When designing large-scale software applications, it's common to base assumptions or beliefs about the components of a distributed system on personal experiences from using modern-day software applications. However, these basic assumptions can become significant challenges when the system encounters production traffic.
Fallacies of Distributed Systems
1) The Network is Reliable
By nature, a distributed system comprises multiple nodes, systems, or services connected and communicating over a network. Any change or fault in the network can disrupt communication and hinder the system's functionality. These faults can result from factors such as subsea cable cuts, switch failures, or power outages. Additionally, most hardware responsible for network reliability operates with some form of software or firmware. Any subtle bugs or failures in this software can also cause network issues. This leads us to the conclusion that the network is NOT reliable.
2) Latency is Zero
In a distributed system, data centers or servers may be located in the same region or opposite parts of the world. While this geographic replication enhances the resilience of the service, it also increases the time it takes for communication or data to travel between machines. Additionally, the inherent unreliability of networks can lead to packet delays, further extending the time required to complete client instructions. Despite modern networks being quite fast, with global data fetch round-trip latencies typically measured in milliseconds, the notion that latency is zero is incorrect.
3) Bandwidth is Infinite
Bandwidth measures the amount of data that can be transmitted over a network per unit of time. While modern large-scale applications may create the impression of unlimited bandwidth, there are instances where data demands, like those from online streaming or gaming, can exceed the available capacity, leading to throttling. Moreover, when sharing infrastructure resources such as message brokers among multiple services, bandwidth per producer is constrained to prevent high-throughput producers from impacting other services.
4) The Network is Secure
The first lesson when designing web forms that take user input is: never to trust user input. Similarly, the advice for connecting to open Wi-Fi networks is: never connect to open Wi-Fi networks. Furthermore, when designing communication among different services over a network, it is crucial to authenticate the source of requests. This is because the internet is full of unfriendly users with malicious intent—those who sniff network traffic to decode communication, or attempt to attack firewalls to access private networks, services, or databases. This demonstrates that the network is NOT secure by nature.
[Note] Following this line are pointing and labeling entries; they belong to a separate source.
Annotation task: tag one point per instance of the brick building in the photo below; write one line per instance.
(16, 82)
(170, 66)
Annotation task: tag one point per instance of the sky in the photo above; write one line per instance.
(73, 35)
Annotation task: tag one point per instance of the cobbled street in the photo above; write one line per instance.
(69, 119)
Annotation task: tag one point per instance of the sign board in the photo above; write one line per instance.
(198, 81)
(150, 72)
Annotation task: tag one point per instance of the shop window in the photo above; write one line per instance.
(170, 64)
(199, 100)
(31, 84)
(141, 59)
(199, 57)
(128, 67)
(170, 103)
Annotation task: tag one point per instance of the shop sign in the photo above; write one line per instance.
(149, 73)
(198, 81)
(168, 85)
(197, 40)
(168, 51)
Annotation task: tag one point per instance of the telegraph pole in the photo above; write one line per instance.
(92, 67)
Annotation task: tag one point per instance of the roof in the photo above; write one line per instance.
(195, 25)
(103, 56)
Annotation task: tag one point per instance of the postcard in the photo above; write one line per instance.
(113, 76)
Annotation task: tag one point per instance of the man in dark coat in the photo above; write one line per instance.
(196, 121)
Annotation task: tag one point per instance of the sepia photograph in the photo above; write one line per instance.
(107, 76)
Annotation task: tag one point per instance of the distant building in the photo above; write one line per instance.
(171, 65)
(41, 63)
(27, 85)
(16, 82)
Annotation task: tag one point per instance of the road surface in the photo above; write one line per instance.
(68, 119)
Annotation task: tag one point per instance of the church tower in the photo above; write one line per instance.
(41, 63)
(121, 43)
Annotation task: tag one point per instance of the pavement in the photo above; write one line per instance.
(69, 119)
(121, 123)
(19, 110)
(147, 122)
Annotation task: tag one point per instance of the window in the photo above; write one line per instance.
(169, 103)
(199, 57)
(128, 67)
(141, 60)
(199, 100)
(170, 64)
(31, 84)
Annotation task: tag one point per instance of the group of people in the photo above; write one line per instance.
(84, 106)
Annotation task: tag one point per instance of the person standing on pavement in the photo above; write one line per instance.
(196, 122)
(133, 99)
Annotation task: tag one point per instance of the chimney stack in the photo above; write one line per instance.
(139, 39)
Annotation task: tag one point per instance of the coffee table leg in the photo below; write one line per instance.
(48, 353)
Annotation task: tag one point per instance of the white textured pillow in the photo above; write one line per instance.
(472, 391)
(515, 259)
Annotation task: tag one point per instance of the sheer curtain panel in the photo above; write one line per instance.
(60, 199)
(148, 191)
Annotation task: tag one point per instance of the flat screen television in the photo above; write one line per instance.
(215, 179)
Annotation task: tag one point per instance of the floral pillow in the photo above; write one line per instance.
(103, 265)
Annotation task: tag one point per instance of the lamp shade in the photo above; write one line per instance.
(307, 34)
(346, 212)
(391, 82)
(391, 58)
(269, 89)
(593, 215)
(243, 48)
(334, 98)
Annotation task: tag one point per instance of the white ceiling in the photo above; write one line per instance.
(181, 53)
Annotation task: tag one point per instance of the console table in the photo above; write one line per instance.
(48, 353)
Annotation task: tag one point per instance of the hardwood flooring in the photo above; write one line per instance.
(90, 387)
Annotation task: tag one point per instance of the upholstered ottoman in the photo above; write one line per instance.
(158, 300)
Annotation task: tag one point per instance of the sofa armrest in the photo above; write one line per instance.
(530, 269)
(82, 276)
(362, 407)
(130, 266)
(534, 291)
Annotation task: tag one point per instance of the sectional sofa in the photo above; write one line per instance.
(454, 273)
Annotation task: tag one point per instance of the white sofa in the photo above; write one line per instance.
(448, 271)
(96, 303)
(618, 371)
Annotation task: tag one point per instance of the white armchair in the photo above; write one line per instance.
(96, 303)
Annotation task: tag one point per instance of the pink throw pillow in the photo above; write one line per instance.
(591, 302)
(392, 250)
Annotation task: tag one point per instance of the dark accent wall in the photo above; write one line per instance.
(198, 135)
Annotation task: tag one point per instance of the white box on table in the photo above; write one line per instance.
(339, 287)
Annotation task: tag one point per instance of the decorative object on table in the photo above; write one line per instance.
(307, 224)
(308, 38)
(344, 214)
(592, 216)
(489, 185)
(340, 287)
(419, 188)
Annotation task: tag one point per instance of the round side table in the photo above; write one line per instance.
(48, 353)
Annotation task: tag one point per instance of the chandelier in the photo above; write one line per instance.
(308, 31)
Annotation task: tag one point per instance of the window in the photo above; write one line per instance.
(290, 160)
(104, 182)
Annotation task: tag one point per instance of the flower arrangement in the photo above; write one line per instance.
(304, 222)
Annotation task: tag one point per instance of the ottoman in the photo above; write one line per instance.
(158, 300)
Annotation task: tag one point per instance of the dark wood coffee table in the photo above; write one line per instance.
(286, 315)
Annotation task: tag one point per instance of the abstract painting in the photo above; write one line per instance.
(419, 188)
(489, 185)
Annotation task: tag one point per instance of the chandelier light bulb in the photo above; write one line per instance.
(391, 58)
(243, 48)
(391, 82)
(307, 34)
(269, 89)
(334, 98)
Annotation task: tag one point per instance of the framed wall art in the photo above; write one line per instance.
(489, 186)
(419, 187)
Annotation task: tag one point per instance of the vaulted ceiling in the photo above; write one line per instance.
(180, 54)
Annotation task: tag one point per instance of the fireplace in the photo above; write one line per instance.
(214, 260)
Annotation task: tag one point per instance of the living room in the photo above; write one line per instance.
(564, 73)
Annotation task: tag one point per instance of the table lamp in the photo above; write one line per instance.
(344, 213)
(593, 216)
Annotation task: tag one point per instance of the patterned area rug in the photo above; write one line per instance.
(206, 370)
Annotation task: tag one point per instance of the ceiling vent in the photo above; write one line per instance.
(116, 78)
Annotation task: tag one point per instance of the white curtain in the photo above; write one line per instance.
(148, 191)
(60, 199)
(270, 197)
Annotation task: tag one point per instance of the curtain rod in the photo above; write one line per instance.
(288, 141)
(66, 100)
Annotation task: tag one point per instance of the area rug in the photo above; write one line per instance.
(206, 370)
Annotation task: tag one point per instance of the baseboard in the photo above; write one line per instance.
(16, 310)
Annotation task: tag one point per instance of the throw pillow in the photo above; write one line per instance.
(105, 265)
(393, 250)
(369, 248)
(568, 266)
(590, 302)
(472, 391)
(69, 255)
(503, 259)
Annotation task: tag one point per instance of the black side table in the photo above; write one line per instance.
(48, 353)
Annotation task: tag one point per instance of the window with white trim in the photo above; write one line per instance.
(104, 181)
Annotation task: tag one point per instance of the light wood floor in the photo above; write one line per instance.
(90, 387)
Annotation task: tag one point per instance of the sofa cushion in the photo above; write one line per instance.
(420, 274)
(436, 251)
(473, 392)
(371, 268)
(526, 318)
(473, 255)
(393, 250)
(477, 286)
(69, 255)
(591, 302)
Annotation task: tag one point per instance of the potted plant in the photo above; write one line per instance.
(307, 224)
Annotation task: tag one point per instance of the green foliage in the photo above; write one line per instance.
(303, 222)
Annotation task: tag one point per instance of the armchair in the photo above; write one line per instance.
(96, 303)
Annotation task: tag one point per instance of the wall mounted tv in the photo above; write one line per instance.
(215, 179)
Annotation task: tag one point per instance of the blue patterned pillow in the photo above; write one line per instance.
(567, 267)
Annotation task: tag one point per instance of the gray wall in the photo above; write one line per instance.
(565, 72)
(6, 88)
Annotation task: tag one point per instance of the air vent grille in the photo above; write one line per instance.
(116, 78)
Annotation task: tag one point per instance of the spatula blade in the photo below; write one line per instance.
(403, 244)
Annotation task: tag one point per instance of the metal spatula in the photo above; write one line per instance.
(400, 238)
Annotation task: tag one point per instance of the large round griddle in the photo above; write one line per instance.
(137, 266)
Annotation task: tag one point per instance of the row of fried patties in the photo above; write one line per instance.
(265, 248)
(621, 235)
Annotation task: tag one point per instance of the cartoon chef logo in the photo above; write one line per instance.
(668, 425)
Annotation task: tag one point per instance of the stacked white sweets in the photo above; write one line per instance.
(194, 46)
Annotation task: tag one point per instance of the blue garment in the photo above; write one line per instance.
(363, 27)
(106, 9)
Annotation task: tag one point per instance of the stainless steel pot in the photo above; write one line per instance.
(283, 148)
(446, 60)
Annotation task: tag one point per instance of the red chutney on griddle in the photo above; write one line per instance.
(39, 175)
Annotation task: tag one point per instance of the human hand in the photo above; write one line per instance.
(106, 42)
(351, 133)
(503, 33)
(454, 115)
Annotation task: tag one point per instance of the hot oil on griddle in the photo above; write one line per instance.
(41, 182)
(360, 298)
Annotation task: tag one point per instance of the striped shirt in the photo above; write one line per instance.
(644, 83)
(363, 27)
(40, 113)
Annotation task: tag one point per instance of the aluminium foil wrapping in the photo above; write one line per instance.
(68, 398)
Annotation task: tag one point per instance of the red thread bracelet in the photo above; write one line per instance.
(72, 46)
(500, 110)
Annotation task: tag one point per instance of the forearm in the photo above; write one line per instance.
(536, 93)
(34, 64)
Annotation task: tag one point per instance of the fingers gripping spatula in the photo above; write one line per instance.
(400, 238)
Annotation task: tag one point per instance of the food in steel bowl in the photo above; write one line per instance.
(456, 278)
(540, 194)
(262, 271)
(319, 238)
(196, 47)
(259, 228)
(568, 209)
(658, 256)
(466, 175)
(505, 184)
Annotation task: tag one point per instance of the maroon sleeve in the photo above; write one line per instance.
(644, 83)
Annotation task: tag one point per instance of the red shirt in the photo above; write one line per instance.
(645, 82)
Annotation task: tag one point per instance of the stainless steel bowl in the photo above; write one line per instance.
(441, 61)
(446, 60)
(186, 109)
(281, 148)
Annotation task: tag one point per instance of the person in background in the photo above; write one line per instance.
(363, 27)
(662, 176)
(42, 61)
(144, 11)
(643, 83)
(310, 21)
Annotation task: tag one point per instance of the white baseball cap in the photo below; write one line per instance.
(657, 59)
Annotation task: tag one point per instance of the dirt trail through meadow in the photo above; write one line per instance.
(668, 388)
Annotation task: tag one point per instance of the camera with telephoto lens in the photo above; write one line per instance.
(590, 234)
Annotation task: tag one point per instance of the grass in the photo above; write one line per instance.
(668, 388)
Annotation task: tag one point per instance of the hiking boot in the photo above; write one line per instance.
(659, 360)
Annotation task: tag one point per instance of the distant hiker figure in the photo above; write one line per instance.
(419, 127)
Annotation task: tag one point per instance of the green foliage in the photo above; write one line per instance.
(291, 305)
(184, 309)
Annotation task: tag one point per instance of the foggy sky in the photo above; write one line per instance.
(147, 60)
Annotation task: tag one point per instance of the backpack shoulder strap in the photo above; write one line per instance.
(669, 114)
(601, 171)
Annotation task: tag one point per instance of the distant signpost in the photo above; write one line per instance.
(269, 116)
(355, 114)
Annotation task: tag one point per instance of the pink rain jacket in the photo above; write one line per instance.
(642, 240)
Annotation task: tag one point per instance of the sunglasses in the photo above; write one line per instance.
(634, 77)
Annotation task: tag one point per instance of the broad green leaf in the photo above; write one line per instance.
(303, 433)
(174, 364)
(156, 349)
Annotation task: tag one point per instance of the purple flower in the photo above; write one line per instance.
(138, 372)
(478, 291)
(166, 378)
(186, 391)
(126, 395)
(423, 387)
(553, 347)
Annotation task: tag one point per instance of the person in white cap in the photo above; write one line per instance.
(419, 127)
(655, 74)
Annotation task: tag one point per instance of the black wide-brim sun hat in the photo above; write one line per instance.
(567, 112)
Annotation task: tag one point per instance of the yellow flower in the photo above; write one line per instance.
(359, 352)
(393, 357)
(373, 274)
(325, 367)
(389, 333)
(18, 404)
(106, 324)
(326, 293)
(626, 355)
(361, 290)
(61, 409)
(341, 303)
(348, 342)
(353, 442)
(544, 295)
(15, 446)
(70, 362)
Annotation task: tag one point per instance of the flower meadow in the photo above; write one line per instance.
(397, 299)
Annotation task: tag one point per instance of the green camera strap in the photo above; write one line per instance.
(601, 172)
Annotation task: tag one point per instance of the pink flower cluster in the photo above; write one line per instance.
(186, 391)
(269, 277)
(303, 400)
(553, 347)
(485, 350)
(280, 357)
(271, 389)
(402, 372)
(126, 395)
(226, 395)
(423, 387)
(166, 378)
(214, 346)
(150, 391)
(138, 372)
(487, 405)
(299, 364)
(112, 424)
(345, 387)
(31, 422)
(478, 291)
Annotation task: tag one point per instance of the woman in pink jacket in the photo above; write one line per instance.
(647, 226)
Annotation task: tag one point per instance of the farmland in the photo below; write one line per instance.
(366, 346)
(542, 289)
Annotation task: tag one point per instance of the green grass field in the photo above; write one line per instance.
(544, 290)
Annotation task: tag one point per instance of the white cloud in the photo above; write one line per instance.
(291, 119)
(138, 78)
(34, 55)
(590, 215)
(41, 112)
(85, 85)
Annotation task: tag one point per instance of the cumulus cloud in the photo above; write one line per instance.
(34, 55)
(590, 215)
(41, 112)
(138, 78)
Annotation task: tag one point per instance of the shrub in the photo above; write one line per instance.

5) Topology doesn’t Change
Network topology refers to the arrangement of different nodes in a network. Although it might not be evident to the average internet user, this arrangement changes regularly due to events such as node or data center failures, network partitions, high traffic loads on a single resource, and the addition of new services, nodes, or data centers. These changes result in the re-routing of client requests, which can increase or decrease latency. Such frequent changes in topology can lead to scenarios where the caller times out, fails while waiting for a response, or is unable to connect to the correct callee.
6) There is One administrator
In modern computing, with easy access to cloud computing tools and the increasing complexity of online software applications, it is practically infeasible for a single person to manage everything from design to development to deployment. Most internet applications consist of microservices, each owned by different teams with their own development and deployment tools and cycles. Consequently, it is impractical to have one administrator responsible for everything.
7) Transport Cost is Zero
To enable communication between different entities in a distributed system, data must be transported over the network. Similar to moving physical goods in the real world, transporting data online also requires resources such as physical hardware, network bandwidth, software, and power. Although these non-zero transport costs may seem minor initially, they ultimately comprise a significant portion of the overall expenses of operating an online large-scale application.
8) The Network is Homogeneous
Different services or nodes deployed on the internet often have varying configurations in terms of hardware specifications or operational parameters. For example, every device connected to the internet has distinct hardware specifications. Designing a system assuming all devices have homogeneous configurations will lead to performance or compatibility issues. This principle also applies to large-scale distributed systems deployed across multiple geolocated data centers, where the physical machines have heterogeneous configurations.